Mad Men Season 7 Review “The Strategy”

Mad Men Season 7 Episode 6 The Strategy (3)

Last night’s episode of Mad Men was exasperating. We retread familiar ground and made little to no progress on the glacial pace of this season’s action. By the end, I could sympathize with Megan, who looked elated to pack her things and leave Don behind. In one sense, Mad Men is true to life in that people rarely seem to change. For the viewer, though, this is a frustrating version of reality that is persistently dissatisfying.

My loathing of Peggy continues unabated. She is so aggravating. While I can sympathize with her sense of frustration at having to navigate a male dominated work place, she does nothing to endear herself to her peers. This week, she comes up with a solid marketing plan for the firm’s fast food client, but before she can bring it home, Pete suggests that Don do the presentation with the client. Peggy is not happy about this, and who can blame her? The situation hits on all of her insecurities: her work isn’t as good as Don’s, she’s not likeable, and she doesn’t have the traditional perspective (wife/mother) that her colleagues seem to look to her to provide.

But the problem with Peggy is the manner in which she deals with these challenges. She becomes hostile, combative, and petulant. When Peggy skulks around the firm on the weekends and harasses her fellow coworkers at home, you just want someone to stand up to her and tell her to get a life. I can see that Don has some deeper understanding of her since he also is an emotional mess. But, in the last scene when they dance together and she puts her head on his shoulder, his face looks like he is completely horrified.

Some might see the moments at the end of the episode with Don and Peggy as tender and a throwback to earlier seasons when the two had a more solid mentor-mentee relationship. That’s not how it felt to me. Like a child, Peggy stomped her feet the entire episode and whined about not being the one picked first for the team, then when Don threw her some crumbs of approbation, she licked his hand like a puppy.

Let’s compare Peggy to Joan. Joan has to battle a different kind of sexism than Peggy. Joan’s intelligence and work are frequently discounted by her physical appearance. Yet, Joan doesn’t let these slights drive her into tantrums and doesn’t waiver in her demand that people pay her the respect she deserves. Joan is similar to Peggy in that she is unmarried and trying to succeed in a man’s world. But, Joan manages her challenges with dignity and doesn’t lash out at those around her. Ultimately, with whom would you prefer to work?

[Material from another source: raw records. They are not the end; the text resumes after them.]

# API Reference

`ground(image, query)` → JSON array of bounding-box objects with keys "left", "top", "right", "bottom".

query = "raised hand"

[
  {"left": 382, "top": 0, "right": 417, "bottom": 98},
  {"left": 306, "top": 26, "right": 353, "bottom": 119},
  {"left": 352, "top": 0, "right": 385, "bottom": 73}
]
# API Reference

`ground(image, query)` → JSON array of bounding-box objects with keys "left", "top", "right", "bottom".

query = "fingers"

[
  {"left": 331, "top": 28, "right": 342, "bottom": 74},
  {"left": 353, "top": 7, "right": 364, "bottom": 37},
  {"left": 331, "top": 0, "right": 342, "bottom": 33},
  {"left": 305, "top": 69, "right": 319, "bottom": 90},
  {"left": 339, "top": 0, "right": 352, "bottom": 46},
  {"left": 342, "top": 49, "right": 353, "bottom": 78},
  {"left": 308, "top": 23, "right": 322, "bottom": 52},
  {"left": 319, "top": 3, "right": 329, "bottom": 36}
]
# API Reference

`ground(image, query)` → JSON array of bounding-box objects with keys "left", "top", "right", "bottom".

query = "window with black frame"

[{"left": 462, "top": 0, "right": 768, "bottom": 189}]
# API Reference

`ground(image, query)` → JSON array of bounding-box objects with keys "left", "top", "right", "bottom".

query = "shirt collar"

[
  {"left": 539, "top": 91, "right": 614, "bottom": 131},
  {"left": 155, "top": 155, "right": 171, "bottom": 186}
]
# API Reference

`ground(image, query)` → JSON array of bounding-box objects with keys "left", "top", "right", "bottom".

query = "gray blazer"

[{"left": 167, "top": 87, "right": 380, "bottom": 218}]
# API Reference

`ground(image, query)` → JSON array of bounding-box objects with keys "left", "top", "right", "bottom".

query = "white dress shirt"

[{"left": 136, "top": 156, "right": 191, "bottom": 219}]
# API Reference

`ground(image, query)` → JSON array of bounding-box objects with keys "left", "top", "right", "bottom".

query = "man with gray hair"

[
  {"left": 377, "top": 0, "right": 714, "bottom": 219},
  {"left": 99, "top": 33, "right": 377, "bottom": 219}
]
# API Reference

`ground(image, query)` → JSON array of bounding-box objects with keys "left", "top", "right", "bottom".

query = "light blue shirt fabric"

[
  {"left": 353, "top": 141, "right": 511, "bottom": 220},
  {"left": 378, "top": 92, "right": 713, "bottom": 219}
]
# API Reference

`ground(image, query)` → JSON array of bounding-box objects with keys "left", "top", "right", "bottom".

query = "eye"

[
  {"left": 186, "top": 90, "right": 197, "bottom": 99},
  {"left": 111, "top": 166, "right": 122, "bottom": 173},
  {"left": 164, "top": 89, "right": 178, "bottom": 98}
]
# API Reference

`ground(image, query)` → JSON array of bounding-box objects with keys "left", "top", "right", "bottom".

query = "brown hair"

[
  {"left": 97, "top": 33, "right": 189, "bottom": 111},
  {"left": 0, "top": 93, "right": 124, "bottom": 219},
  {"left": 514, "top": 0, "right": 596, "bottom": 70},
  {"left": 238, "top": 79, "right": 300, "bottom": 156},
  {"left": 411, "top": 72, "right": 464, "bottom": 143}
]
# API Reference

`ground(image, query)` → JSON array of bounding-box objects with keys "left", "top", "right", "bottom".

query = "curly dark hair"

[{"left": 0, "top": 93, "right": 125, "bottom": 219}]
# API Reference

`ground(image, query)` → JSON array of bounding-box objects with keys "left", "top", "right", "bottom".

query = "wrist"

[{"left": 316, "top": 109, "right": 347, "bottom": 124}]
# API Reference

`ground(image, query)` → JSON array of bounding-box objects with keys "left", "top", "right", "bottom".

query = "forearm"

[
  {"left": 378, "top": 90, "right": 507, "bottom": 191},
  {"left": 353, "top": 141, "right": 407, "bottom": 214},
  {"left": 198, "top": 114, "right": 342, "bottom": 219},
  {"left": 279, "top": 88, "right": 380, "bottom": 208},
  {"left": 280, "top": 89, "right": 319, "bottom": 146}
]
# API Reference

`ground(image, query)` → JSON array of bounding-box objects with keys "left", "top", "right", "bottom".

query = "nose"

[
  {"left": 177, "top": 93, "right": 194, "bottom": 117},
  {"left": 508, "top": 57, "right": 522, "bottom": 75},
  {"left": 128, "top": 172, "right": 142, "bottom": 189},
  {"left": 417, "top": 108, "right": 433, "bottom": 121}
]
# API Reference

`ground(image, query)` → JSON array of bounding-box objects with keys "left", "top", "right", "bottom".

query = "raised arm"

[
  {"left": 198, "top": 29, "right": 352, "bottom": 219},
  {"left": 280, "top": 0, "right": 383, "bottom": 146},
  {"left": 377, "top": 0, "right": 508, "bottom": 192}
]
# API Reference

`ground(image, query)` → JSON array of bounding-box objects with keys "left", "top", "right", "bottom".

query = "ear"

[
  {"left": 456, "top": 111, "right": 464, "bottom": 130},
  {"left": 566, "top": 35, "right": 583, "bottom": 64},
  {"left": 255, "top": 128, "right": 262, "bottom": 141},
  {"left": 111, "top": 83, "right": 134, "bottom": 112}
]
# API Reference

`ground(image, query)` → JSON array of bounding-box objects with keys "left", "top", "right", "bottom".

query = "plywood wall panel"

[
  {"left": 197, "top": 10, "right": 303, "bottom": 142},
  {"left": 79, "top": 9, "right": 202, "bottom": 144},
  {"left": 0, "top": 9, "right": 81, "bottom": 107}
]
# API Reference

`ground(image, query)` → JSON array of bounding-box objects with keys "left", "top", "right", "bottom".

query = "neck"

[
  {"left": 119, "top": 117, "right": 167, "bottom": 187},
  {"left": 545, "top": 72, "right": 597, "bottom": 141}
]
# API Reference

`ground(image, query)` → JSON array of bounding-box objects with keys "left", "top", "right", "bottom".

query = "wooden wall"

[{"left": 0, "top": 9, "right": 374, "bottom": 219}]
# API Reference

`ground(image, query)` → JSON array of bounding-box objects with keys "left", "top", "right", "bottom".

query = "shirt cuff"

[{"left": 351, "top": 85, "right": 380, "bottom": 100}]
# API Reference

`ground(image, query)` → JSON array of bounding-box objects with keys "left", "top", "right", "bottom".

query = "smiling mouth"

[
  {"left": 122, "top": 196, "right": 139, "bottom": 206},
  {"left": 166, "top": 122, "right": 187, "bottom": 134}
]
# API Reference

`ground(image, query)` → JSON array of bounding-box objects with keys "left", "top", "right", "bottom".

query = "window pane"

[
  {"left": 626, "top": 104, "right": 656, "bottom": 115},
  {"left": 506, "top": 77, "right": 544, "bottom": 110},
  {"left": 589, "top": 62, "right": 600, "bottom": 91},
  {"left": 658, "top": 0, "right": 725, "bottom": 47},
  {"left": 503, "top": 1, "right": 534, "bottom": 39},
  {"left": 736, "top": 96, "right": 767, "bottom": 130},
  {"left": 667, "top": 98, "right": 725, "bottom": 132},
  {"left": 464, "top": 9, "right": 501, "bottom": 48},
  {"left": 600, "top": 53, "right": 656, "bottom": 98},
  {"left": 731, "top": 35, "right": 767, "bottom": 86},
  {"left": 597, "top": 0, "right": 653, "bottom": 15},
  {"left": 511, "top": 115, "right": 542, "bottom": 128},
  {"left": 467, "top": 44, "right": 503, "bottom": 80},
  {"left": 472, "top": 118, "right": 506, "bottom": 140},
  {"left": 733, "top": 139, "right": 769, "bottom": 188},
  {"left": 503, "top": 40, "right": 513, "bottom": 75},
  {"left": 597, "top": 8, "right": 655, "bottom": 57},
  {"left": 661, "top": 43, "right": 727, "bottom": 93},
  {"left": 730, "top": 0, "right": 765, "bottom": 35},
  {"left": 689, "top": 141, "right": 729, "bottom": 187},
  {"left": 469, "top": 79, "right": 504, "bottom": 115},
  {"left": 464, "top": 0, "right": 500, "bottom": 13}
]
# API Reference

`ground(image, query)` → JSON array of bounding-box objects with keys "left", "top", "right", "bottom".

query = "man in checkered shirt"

Mr. Draper looks to be heading for a break up. As mentioned, Megan looks ridiculously excited to get away from him when she leaves New York. When she tells Don that she wants to go somewhere else with him – not California or New York – he appears to see this as a sign that she is wanting to limit his presence in her life and her own in his. They have different worlds and she doesn’t think they need to crossover anymore. This is a reasonable decision that Megan needs to make for her own sanity. After the sadness of last week’s threesome, I’d rather see Megan regain her dignity and move on.

As for Don, it occurred to me with this week’s family theme that there were promises made at the end of last season that have not been fulfilled. When Don stood in front of his childhood home with his children, there was the hope/expectation that by being honest about his origins, he could rebuild his own family in some small way. We haven’t gotten any of this. It seems like the focus is either on Don’s personal life or work life, but the two can’t ever co-exist.

At the end of the episode, Peggy, Don and Pete sit down for a burger like a sad, dysfunctional family. In a way, they all three deserve to be together. Pete is just as miserable as the two of them. He pitches a fit when he goes to visit his daughter and finds that Trudie is avoiding him. His attempts to shame her for going out cause she is a mother, which is particularly pathetic. All Pete did was reinforce that Trudie has absolutely done the right thing in getting rid of him.

We’re almost at the point of the mid-season break. I think it’s not a good sign that I’m starting to wish that they all go on a firm retreat to the Caribbean and the plane goes down.